What to expect from Brazilian corporate social investments in 2012 – hoping for the best, but shouldn’t we be prepared for the worst?


Elaine Smith and Instituto Geracao


Elaine Smith

Trying to analyze corporate social investment in Brazil, Comunitas launched the 2011 report of Benchmarking the Corporate Social Investment (BISC) on 7 December. Figures in the report are related to the 2010 fiscal year and rely on the collaboration of 23 corporations and one independent institute in Brazil. The number may appear small, but these 23 corporations hold 171 companies in several sectors, and represent what we believe is a good portrait of the social investment in the country on a relative basis.

The BISC is inspired by the experience of CECP (Committee for Encouraging Corporate Philanthropy), which has 165 companies collaborating with data (55 out of the Fortune 100) in the US.

The idea here is not to analyze each number, as the full report and names of the contributors can be found on their site. Instead we intend to show some trends that we believe are resourceful for the industry going forward.

Volunteer social investment (unsolicited and or unrequired by law) for instance, reached R$1.6 billion. This, combined with the social investments required by local law, made the social investment of these conglomerates to reach R$2.3 billion. The volunteer portion of investments was 15% higher than 2009 if you consider the same number of companies participating in the survey in both years (the absolute number increased by 18% but the number of companies also increased).

With the focus in the volunteer social investment by these companies it is no surprise that in the qualitative analysis the main concern is on the management of the projects (on average 4.3 projects per company were evaluated). It is interesting to read about the five indicators in the qualitative analysis: 1) set of social targets and the commitment with the achievement; 2) dialogue with the public or community in question; 3) professionalization of the management; 4) evaluation and results; and 5) management transparency.

These corporations invested 40% of their resources in 2010 in education while 16% targeted economic and community development (the report also shows arts and culture as being popular, with 17.3%, but it is important to highlight the tax incentives for this area). In a country where infrastructure and education are always considered the main ‘problems’, we find it interesting that companies understand that massive investments can change infrastructure during a four-year government term, while in terms of education, decades of investments are needed to move the needle and show results with demographics.

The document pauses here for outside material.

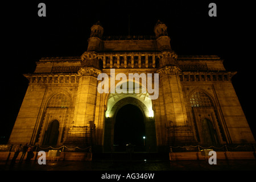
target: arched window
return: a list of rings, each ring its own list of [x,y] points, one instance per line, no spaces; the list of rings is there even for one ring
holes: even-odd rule
[[[202,92],[196,92],[190,98],[191,107],[208,107],[212,106],[210,98]]]
[[[69,106],[70,101],[68,96],[60,93],[53,96],[49,101],[47,107],[67,108]]]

The 2010 investments were probably decided and budgeted by these companies during the 2009 fiscal year or earlier in 2010. 35% of these investments go to NGOs’ projects (third party execution). My point of concern is what to expect for 2012 corporate investments after a tough 2011 in terms of business environment around the world? There is an entire topic in the report proving that companies’ commitment during tough times is consistent. Although investments over profits can decline, we are living in a trend where investments over revenues continue to grow on a relative basis. And 32% of this resource allocation is based on the previous year’s social budget. We have seen in the past how companies react on economic recessions. What Brazil may face in 2012 is how non-profits that rely on grants will react to a possible shortage of investments in case absolute figures decline. Are these NGOs prepared? Do they have cost controls in place? Or could we face an inflationary environment leading to struggling projects where grants are now over one year old?

Brazilians are optimists by nature. Always hoping for the best, but are we prepared for the worst?

Elaine Smith is development manager at Instituto Geração.

Tagged in: Brazil Corporate philanthropy Financial crisis Social investment

Comments (1)

Silvia Morais

Elaine, I like your analysis and reflection. It helps to think about the importance of social investors to invest in strengthening the management of NGOs. In my opinion the Brazilian social investors have increased the amounts invested and their teams, but failed to evolve in their methods of investment. In 2012 I would say that both NGOs and the private social investment managers should take the opportunity to reflect and seek to innovate in their methods of management, seeking more independence and results in their projects. Brazilians should not lose your optimism, but critical need to look what they do to be prepared for the worst.